At 8 p.m. last night (October 24th), XPeng Motors (Xpeng) held its 1024 Tech Day as scheduled, with four core themes:
- Intelligent driving
- Intelligent interaction
- Intelligent robotics
- Flying cars
Our greatest concern is “intelligent driving”. Dr. Wu Xinzhou gave the XNGP release timeline directly at the event.
G9 Max version XNGP release plan:
- In 2022, there will be high-speed NGP, memory parking and other functions available for delivery.
- In the first half of 2023, city NGP will be released, supporting Guangzhou, Shenzhen, and Shanghai as a new addition, with the ability to recognize traffic lights and go straight through intersections nationwide.
- In the second half of 2023, most image-less cities will have the ability to change lanes, pass, and turn left and right.
- In 2024, full-scene connectivity will be achieved, with the ability to provide intelligent navigation assistance from parking space to parking space.
P5 E version & P7 E version XPILOT release plan:
- In the first half of 2022-2023, traffic light recognition and lane-level navigation functions will be opened.
- In the second half of 2023, high-speed NGP strategy optimization (speed limit adjustment, hand-off detection, etc.) will be implemented.
The biggest highlight is that in the first half of 2023, city NGP will be pushed onto the G9 Max version of vehicles and will support Shanghai. At this point in time, compared with other new forces, NIO and Li Auto, Xpeng has at least a year’s lead. After watching the event, I really feel like ordering a G9.We have clarified the next iteration plan, so let’s go back to the product launch event to see what XPeng will rely on for the upcoming updates.

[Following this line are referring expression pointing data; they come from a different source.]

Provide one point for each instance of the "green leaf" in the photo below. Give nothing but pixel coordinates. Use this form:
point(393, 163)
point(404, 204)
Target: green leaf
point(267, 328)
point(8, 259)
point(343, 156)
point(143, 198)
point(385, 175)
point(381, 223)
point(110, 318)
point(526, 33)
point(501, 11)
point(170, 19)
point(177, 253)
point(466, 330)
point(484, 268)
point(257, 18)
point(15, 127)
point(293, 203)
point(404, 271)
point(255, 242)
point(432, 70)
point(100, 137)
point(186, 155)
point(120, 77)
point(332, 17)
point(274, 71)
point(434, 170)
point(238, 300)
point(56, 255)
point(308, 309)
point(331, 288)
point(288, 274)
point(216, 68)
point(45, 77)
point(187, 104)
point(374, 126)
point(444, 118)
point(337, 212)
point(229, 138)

It’s Hard, But We Still Need to Do It
At this year’s launch event, Dr. Wu Xinzhou brought up the first question: Why do we need to create urban scenes that are more than 100 times harder to build?
Coincidentally, we discussed this issue in the community in September, whether we should continue to improve the freeway navigation system or introduce urban navigation system earlier.
72 people participated, with 65% in favor of continuing the improvement of the freeway navigation system and 35% supporting the earlier introduction of urban navigation system.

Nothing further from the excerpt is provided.